Check labels in particular for these acids in drinks – carbonic, citric and phosphoric. They are very acidic and when used too often lead to pitted teeth.
Avoid refined sugar
The bacteria in your mouth that cause tooth decay and gingivitis feed on simple sugars. By cutting sugar out of your diet (not all of it all the time if you periodically need a sugar fix) you could starve the bad bugs out of your mouth.
Bacteria break down sugar to get the energy they need to multiply. One by-product of this sugar break down is acid. This acids attacks tooth enamel leading to cavity formation.
Avoid wheat products
For some of us eating wheat leads to plaque. It’s the gluten in wheat and other grains that glues the plaque to your teeth and gums.
Eat healthy foods & drink plenty of water
Did you know that some foods are good for your teeth and gums? Eating specific foods can strengthen and naturally whiten teeth and kill toxic bacteria in your mouth. So dig in and fight tooth decay the natural way.
Calcium rich foods can help shore up tooth enamel and strengthen the bone around your teeth. By forming a temporary coating on your teeth, calcium also deflects natural acids in your mouth and helps prevent decay.
Good sources of calcium are dairy products such as yogurt, cheese and milk.
Carrots, nuts, seeds and other hard crunchy foods help slough off plaque.
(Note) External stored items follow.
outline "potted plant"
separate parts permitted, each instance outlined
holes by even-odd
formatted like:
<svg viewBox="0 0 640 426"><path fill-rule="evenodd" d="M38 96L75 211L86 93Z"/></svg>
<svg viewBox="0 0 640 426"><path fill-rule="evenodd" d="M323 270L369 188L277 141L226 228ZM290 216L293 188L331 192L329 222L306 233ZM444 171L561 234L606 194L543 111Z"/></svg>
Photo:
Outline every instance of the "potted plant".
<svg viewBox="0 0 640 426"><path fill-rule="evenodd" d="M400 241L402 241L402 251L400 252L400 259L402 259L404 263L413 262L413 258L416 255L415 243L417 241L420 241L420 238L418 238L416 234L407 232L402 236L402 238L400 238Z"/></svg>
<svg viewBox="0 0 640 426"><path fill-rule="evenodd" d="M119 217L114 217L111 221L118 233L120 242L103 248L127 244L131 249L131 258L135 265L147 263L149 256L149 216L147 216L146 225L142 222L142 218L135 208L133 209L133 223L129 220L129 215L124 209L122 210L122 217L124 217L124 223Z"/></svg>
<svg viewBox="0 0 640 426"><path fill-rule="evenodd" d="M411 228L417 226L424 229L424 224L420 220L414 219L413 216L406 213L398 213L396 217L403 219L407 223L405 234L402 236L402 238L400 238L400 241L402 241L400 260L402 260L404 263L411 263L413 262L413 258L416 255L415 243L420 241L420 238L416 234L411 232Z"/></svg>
Cauliflower, spinach, lettuce, and broccoli are all sources of minerals that create a protective film on teeth and help prevent red-wine, cola, or coffee stains from penetrating the enamel.
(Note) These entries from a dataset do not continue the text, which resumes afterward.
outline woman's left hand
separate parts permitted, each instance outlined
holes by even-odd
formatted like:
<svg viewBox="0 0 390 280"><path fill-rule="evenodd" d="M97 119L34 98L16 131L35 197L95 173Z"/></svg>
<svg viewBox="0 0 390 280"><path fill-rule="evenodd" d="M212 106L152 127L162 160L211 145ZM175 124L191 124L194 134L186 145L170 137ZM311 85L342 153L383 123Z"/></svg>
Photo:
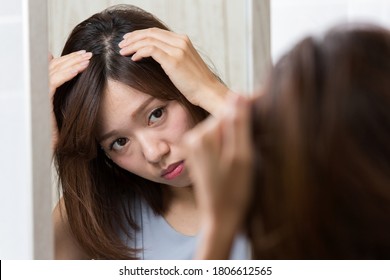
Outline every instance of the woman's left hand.
<svg viewBox="0 0 390 280"><path fill-rule="evenodd" d="M194 105L218 114L229 89L202 60L186 35L149 28L127 33L120 53L138 61L152 57L160 63L177 89Z"/></svg>
<svg viewBox="0 0 390 280"><path fill-rule="evenodd" d="M228 258L252 194L250 101L233 96L218 118L185 136L186 163L201 211L198 258Z"/></svg>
Chewing raw veggies stimulates saliva, which neutralizes acids and strengthens teeth using vitamins and minerals from the foods themselves. So, eat your veggies, and crunch them raw.
Drink plenty of water Want to protect your enamel? Drink plain water or add tea to it.
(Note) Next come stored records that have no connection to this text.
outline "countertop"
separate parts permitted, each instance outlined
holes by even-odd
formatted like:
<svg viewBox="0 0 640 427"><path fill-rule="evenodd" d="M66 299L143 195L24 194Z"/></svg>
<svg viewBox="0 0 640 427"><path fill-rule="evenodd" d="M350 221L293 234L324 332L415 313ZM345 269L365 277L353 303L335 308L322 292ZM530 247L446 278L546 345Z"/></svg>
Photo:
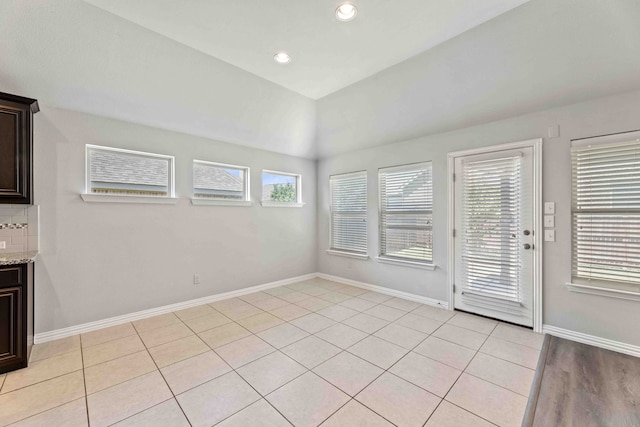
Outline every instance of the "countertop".
<svg viewBox="0 0 640 427"><path fill-rule="evenodd" d="M33 262L37 256L38 256L38 251L0 254L0 266L25 264L27 262Z"/></svg>

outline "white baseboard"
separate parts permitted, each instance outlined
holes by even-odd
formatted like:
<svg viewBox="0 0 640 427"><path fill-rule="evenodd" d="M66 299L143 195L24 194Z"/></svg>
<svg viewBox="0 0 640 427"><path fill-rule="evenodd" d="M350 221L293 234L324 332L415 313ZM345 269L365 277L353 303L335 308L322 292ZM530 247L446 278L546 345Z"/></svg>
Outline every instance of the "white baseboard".
<svg viewBox="0 0 640 427"><path fill-rule="evenodd" d="M372 285L370 283L358 282L357 280L345 279L344 277L332 276L325 273L316 273L316 276L320 277L321 279L331 280L332 282L344 283L345 285L368 289L370 291L375 291L385 295L391 295L393 297L398 297L409 301L419 302L421 304L428 304L446 309L449 308L449 303L447 303L446 301L439 301L437 299L427 298L421 295L411 294L409 292L398 291L395 289L385 288L384 286Z"/></svg>
<svg viewBox="0 0 640 427"><path fill-rule="evenodd" d="M179 302L176 304L165 305L148 310L137 311L135 313L124 314L122 316L110 317L108 319L96 320L95 322L83 323L81 325L70 326L68 328L56 329L48 332L37 333L34 336L34 343L39 344L47 341L53 341L60 338L66 338L73 335L83 334L98 329L107 328L109 326L120 325L122 323L133 322L134 320L146 319L147 317L158 316L160 314L171 313L176 310L196 307L202 304L209 304L223 299L235 298L247 295L253 292L263 291L265 289L276 288L278 286L289 285L291 283L309 280L318 277L316 273L309 273L302 276L290 277L288 279L278 280L262 285L251 286L249 288L238 289L236 291L224 292L207 297L192 299L189 301Z"/></svg>
<svg viewBox="0 0 640 427"><path fill-rule="evenodd" d="M569 329L558 328L551 325L542 325L542 332L560 338L566 338L571 341L589 344L594 347L604 348L606 350L617 351L631 356L640 357L640 346L613 341L606 338L596 337L595 335L587 335L582 332L571 331Z"/></svg>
Water will help your body make saliva, and saliva swishes away bacterial toxins that cause periodontal disease.
Eating fresh fruits, vegetables, and low-fat dairy reduces your risk of gum disease. The vitamin C and calcium in those foods strengthen your teeth and your immune system.
Grapefruit aids in wound healing and was shown to decrease gum bleeding in a German study. Also, it prevents the collagen network in your gums from breaking down and loosening around your teeth.
However, grapefruit’s acid can temporarily reduce the strength of your tooth enamel, so dentists recommend waiting at least 30 minutes after eating grapefruit to brush your teeth. And grapefruit interacts with some medicines, so check with your pharmacist if you plan to eat it regularly.
Green tea contains an ingredient called catechins that kill bacteria in the mouth.
Mint and parsley kill bacteria in the mouth. Also they contain more good ingredients, substances that move rapidly through the blood stream to your lungs to counter the odor in your mouth.
Spicy foods such as horse radish have good chemicals that inhibit the growth of germs.
Strawberries have bleaching elements to brighten your smile. How about that. Good for your taste buds and your looks as well.
Vitamin C rich foods are a powerful killer of oral bacteria. They include fruits such as oranges, limes, cranberries, and strawberries.
Vitamin D, the sunshine vitamin, also helps to strengthen your teeth and your immune system.